Davide e Golia

Temperanza e coraggio: sono queste le virtù che hanno fatto dell’Eibar il Davide che è oggi. Il Golia che deve affrontare è soprannominato economia. Abbiamo iniziato questo nostro percorso osservando, con occhio critico, come il mondo del pallone sia sempre più stritolato dalle catene di un sistema produttivo, diventato il carburante ad alto consumo che muove l’intera macchina. Dopo aver analizzato il Southampton, primo esponente di questo giovane movimento rivoluzionario che combatte contro le dinamiche economiche a tratti scellerate, rivolgiamo lo sguardo in Spagna per studiare, con gran stupore, la realtà basca dell’Eibar, neo promossa nella Primera division spagnola e che ad oggi occupa la nona posizione in campionato.
La battaglia decisiva
Il tutto inizia nel periodo d’avvento di questa stagione, quando l’Eibar si imbatte nelle leggi economiche della liga: le squadre neopromesse nel massimo campionato spagnolo devono avere un capitale di almeno il 25% delle spese medie di tutte le altre squadre del torneo; dal calcolo vengono sottratte le due più ricche (Real Madrid-Barcellona) e le due meno. Se quindi l’Eibar non avesse rispettato il diktak di avere un capitale minimo di 2,5 mln di euro, sarebbe retrocesso. Partendo da un budget di 420 mila euro, non è stato facile per l’Eibar trovare i restanti 2 milioni. In questi casi l’ipotesi più facile e veloce è di appelarsi a qualche ricco uomo d’affari, che divenendo il proprietario della società investe il denaro. Ma l’Eibar è sempre stato contro queste evoluzioni economiche e per questo ha intrapreso la via della vendita delle azioni legate al club. La somma è stata raggiunta entro i tempi richiesti ed il movimento dei liberi azionisti ha permesso alla favola basca di continuare. Secondo alcune voci, i giocatori Xabi Alonso e Illaramendi, entrambi di natali baschi, hanno partecipato economicamente all’impresa.

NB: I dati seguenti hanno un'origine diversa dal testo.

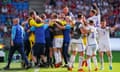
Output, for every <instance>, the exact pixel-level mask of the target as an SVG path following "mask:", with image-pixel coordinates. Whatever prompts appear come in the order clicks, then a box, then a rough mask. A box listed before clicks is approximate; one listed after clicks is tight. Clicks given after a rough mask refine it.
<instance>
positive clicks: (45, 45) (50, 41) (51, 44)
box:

Attualmente il valore della rosa dell’Eibar si aggira intorno ai 25 mln di euro (fonte transfermarket), ed è stata sicuramente controcorrente la campagna acquisti estiva, che ha visto la società spendere in totale 162 mila euro, decidendo di costruire il team su un sistema di prestiti. Il campo parla chiaro, scegliendo la via del basso consumo l’Eibar sta comunque ottendendo ottimi risultati.
Le virtù
Ci vuole coraggio per credere in queste idee, soprattutto nel calcio dove vige la fede del più spendi più vinci, e senza la temperanza, quindi la ricerca della giusta misura e dell’equilibrio del soddisfacimento dei bisogni, l’Eibar non avrebbe mai compiuto questa piccola grande impresa. Mi soffermerei sul soddisfacimento dei bisogni, perchè è tanto chiaro quanto terribile che nell’epoca attuale senza le cascate di milioni i trofei che più contano sono irraggiungibili. Attualmente l’Eibar è ancora una piccola società che, ambizione permettendo, non mira ad alzare trofei, almeno in tempi brevi: gioca per la passione, perchè solo la passione, quella più profonda e vera, può spingerti a non giocare per il denaro. Il bisogno di ricchezza è ammaestrato e forse proprio per questo la sua filosofia del calcio merita davvero di essere diffusa, affinchè il movimento rivoluzionario possa diffondersi.